I mostly use std::ranges, lambdas, and concepts, and I see them catching up, as an evolutionary process rather than a fixed implementation in the current standard. Nowadays I can do familiar folds and parallel traversals that I couldn't do in the past without assuming third-party libraries. My optionals are empty vectors: it suits my algorithms and interfaces a lot, and I never liked `Maybe a` anyways (`Either errorOrDefault a` is so much better). I also use Haskell a lot, and I'm used to the idea that outside of my functional garden the industry's support for unions is hardly different to the support of 2-tuples of (<label>, <T>), so I don't mind the current state of std::variant either.

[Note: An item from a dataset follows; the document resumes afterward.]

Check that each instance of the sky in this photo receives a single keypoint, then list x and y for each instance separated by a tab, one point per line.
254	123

Everyone is welcome to their own opinions and there is definitely movement in the right direction. However, it's a far cry from catching up. std: variant doesn't force you to check the tag and doesn't have any easy way to exhaustively match on all types it stores. I'm not sure I understand what you're comparing it to I'm terms of tuples. Forcing everything to be "nullable" or have a default state can be painful to deal with and introduces invariants I often wish were impossible. Ranges are definitely nice compared to what we had before. I'm probably just not used to them, but they aren't always intuitive for me and spelling them is very verbose. It's not nearly as simple as calling map and filter on a collection or iterator.
Honestly, I find myself reassessing my stake in the c++ ecosystem on occasion when I discover a new way I broke it. Often my post mortem reveals, yes, skill issue, and yes I agree, many of my paradigms and patterns orient around limiting the impact crater.

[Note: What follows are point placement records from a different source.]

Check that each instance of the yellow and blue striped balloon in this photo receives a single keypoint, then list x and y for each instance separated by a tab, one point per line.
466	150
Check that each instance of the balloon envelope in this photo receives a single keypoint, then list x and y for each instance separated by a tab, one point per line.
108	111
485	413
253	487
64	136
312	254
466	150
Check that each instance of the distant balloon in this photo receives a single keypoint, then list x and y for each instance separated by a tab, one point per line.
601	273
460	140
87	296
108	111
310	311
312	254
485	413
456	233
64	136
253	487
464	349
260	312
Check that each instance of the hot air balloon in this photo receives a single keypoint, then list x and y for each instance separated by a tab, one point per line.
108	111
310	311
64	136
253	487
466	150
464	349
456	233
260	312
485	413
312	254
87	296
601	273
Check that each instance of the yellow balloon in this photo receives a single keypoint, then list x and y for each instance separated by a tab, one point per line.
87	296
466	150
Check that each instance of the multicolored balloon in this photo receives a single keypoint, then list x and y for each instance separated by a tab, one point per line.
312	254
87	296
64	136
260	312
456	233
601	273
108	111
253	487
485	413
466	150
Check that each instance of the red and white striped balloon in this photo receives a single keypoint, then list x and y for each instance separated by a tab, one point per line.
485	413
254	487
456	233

Honestly tho, I keep the tool in my belt because I believe it is still the best for what I use it for: low latency financial applications and game engines.
If I find some time to migrate from c++ to a different language I may for certain games, but thats a future bridge to cross.
> C++ is often described as complex, hard to learn, and unsafe. That reputation is undeserved. The language itself is not unsafe. On the contrary: it is precise, honest, and consistent. What is unsafe is how it is used if it is misunderstood or if one remains in old patterns.
I think this take needs to stop. It’s a longer way to say “skill issue”. Meanwhile, decades of industry experience have shown that the governing principles of even modern C++ make it incredibly hard (expensive) to deliver high quality software. Not impossible - there’s lots of examples - but unreasonably hard.
C++ is fundamentally unsafe, because that’s how the language works, and if you think otherwise, you don’t know C++. There are patterns and paradigms that people use to limit the risk (and the size of the impact crater), and that’s helpful, but usually very difficult to get right if you also want any of the benefits of using C++ in the first place.
Certain people will disagree, but I surmise that they haven’t actually tried any alternative. Instead they are high on the feeling of having finally grokked C++, which is no small feat, and I know because I’ve been there. But we have to stop making excuses. The range of problems where C++ is unequivocally the superior solution is getting smaller.